The European Competition Network

  • ECN aim is to collect information of the general behaviour of all National Authorities and make them available. This could be helpfull for an improvement of a open comunication and cooperation among Authorities of different countries.
  • It is not an institution and it does not have legal personality. For that reason It has not auntonomous power of competencies.
  • It can be seen as a discussion forum about all possible aspects of specif industry interests.
  • One of ECN activities is the possible re-allocation of the case: its pourpose is to make the application of the system more efficient because the cases are in this way "well place".

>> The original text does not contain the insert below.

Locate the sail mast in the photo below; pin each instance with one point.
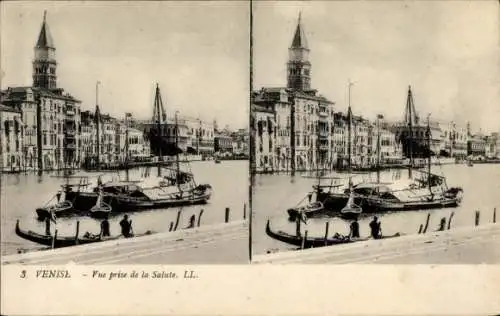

The International Competition Network

  • It is a network entirely dedicated to competition policy and it is open to all contries even if they have totally different approaches.
  • Its aim consist in reducing the cost of parallel trade and enhance cooperation among antitrust agencies by assessing some general principles that could be shared among countries. The first priciple is the inclusiveness that refers to the fact that there are different agencies from all around the world. The second prinicple is openness, which state that the ICN is open to everybody also to non-governative members ( NGAs)
  • It is an informal network and it is not financed by governament, so for this reason most of the work has be done by email or telephone.
  • It is generally focused on small number of projects each years. In this way the result of its activitiy shoul be: clear, concise and a pragmatic guidance for both developed and developing countries. It also focused on identifying best practices from around the world, rather than protecting existing domestinc system.

Finally, even if ICN is not rule-making body and members have no obbligation to follow ICN practices, in reality this network works very well in many important areas. In fact, it is possibile to say that it can help to built a GLOBAL COMPETITION CULTURE!